SEOUL -- Heralding a big change in strategy, the new leader of South Korea's most militant labor union group said on Tuesday it would seek more talks and fewer strikes to make the country a better place to invest.
Lee Soo Ho, recently elected to head the Korean Confederation of Trade Unions (KCTU), also told Reuters in an interview labor unions needed to refrain from demanding excessive wage hikes and said his group would try to make reasonable demands.
The KCTU, with a declared membership of 670,000, is smaller than the country's largest Federation of Korean Trade Unions but has led militant labor strikes in key export industries that have helped South Korea earn a reputation for violent demonstrations and frequent labor stoppages.
"In general, we will do more through negotiations and try to stop a 'struggles first' attitude," said Lee, a 54-year-old former high school teacher who is due to take office on Sunday for a three-year term.
Frequent labor stoppages led by militant unions, mostly members of the KCTU, and the resulting high wage rises have been blamed by foreign investors for making them shun South Korea as their investment destination. KCTU mainly covers heavy industries, including key auto makers and ship builders.
Lee's comments fell short of meeting management demands. A top employers' group issued a 41-page report on Tuesday calling for a wage freeze at large firms.
The Korea Employers Federation, which represents about 4,000 companies, said this would free up some 6.2 trillion won ($5.25 billion) that companies could use to hire more than 300,000 workers -- cutting unemployment to 2.5 percent from the 3.4 percent seen last year.
Wages in the first half of 2003 were up 11 percent from a year earlier, rising at almost triple the growth rate of labour productivity, which rose four percent over the same period.
The South Korean government has singled out job creation as the top policy priority this year as the job market has showed no sign of recovery despite an export-driven economic recovery.

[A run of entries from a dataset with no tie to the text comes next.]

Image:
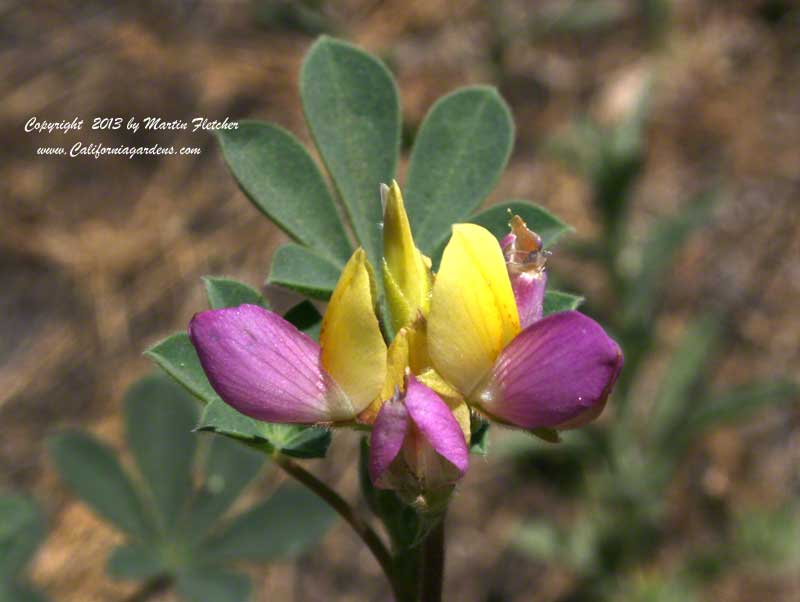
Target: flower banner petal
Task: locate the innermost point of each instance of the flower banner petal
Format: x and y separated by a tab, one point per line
265	368
353	349
473	312
557	373
407	276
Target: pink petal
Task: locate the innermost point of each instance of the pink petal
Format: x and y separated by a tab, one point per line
557	373
265	368
388	434
436	422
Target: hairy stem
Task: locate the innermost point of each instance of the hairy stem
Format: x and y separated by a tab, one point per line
433	565
340	505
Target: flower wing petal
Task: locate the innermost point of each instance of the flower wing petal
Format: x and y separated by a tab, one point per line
265	368
386	441
436	422
557	373
353	349
473	312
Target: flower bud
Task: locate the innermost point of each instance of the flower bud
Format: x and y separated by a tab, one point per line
417	447
525	260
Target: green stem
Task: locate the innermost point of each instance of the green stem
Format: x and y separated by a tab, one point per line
433	564
340	505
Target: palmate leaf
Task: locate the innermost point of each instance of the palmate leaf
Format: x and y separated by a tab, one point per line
304	271
290	439
224	292
176	356
93	473
281	179
285	525
462	148
213	585
134	561
306	318
228	467
22	528
159	417
352	110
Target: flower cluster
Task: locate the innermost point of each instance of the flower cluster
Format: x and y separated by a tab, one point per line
470	338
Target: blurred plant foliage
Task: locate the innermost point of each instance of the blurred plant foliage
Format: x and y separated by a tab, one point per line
619	471
174	510
22	529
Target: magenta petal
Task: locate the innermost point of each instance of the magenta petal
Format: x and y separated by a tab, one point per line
264	367
386	441
528	290
557	373
436	422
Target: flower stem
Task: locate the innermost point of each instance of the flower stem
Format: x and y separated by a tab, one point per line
433	564
340	505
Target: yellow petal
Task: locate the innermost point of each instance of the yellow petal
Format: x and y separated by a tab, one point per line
353	349
473	313
406	273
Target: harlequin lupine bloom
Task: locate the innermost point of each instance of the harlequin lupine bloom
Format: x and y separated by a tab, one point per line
469	338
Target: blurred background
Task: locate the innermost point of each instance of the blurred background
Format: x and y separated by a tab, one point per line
666	132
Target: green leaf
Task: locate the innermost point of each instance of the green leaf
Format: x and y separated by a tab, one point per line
278	175
287	524
556	301
177	357
351	106
306	318
159	418
223	292
228	469
214	586
304	271
93	473
134	562
290	439
545	224
22	528
739	402
674	403
462	148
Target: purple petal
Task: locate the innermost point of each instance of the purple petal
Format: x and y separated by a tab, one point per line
528	290
265	368
557	373
386	441
436	422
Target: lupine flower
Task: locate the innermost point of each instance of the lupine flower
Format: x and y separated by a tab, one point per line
417	448
470	337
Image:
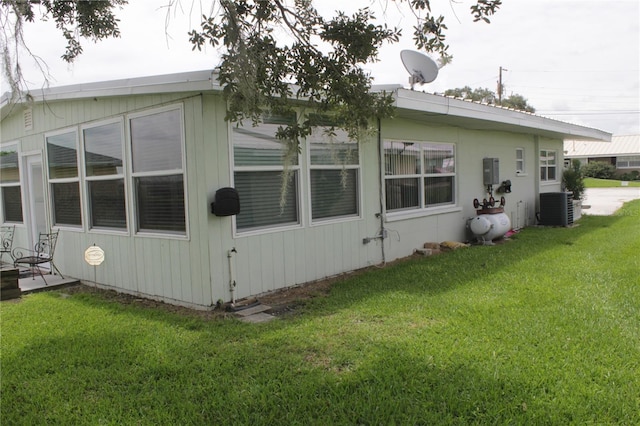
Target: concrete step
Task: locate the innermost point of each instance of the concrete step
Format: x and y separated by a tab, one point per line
252	310
257	318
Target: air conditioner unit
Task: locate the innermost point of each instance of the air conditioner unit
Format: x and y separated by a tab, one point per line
556	209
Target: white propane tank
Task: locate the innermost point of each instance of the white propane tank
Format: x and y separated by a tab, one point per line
490	226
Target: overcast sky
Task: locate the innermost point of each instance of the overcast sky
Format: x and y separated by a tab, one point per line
573	60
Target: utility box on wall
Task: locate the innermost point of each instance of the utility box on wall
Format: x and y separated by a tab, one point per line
490	171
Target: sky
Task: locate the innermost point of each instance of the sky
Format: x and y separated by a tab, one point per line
573	60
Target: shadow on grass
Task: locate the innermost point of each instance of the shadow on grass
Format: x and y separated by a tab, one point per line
110	379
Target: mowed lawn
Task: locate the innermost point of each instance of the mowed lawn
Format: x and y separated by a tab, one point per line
543	329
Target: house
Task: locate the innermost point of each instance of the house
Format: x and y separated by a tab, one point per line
623	152
133	166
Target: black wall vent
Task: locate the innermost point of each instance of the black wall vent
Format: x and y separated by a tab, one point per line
226	202
556	209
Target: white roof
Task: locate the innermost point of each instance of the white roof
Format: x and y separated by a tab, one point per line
411	104
619	146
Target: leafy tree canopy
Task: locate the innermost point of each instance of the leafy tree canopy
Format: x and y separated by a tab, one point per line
486	96
266	46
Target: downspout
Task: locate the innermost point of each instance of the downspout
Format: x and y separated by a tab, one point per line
383	231
232	274
536	179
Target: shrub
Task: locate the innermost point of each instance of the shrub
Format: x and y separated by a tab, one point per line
599	170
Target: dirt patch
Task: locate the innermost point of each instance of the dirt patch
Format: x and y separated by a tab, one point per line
284	301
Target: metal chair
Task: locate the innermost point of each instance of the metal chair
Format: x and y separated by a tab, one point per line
42	253
6	240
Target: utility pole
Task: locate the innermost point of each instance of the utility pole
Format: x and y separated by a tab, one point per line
500	85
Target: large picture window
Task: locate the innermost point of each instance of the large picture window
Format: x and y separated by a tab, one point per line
419	175
334	164
104	175
62	157
158	171
548	165
10	184
259	170
628	162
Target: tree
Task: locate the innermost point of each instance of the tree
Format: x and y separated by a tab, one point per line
573	179
266	45
486	96
76	19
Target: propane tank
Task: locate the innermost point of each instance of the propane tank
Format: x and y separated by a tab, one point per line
488	227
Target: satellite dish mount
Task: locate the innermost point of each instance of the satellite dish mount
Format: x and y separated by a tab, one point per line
422	69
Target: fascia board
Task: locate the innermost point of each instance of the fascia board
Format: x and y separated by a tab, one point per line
517	121
195	81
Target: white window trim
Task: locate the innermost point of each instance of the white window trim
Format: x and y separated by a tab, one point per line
79	179
300	184
421	211
132	222
556	166
3	184
523	171
334	219
627	159
85	187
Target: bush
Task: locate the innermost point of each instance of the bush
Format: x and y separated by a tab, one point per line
573	179
599	170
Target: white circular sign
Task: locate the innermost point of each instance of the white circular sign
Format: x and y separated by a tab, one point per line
94	255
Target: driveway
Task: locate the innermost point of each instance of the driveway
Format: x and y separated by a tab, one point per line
605	201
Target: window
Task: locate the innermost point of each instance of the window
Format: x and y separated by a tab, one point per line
10	184
157	172
419	175
62	157
520	161
104	175
334	164
259	167
547	165
628	162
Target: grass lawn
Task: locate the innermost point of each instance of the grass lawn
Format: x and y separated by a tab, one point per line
543	329
607	183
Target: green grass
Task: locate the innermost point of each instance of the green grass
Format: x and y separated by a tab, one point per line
543	329
607	183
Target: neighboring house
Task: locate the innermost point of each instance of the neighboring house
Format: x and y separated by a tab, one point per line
133	166
623	152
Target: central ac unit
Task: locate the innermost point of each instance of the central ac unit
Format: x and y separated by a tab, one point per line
556	209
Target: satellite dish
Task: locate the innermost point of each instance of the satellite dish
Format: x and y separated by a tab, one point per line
422	68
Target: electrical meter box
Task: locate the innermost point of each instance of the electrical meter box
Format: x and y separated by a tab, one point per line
490	171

President Roh Moo Hyun, a former labor lawyer, told the country in his New Year's speech unions should refrain from demanding excessive wage increases surpassing the pace of growth in labor productivity.
Lee said he wanted to meet Roh in the next few months to discuss labor-management relations.
"Regarding such concerns, we will re-think about the past practices of fighting for fighting itself and for the causes," said Lee, famous in the country for successfully leading a long struggle by South Korean teachers to set up their own union.
The government forecasts this year's jobless rate will not drop much as companies were reluctant to hire more workers despite a boom in exports. Instead, companies are more keen on investing in China and other countries with cheaper labor.
The employers federation said wages at the country's large companies -- those with 300 workers or more -- were on par with those in the United States or Japan, whose per-capita income is triple South Korea's.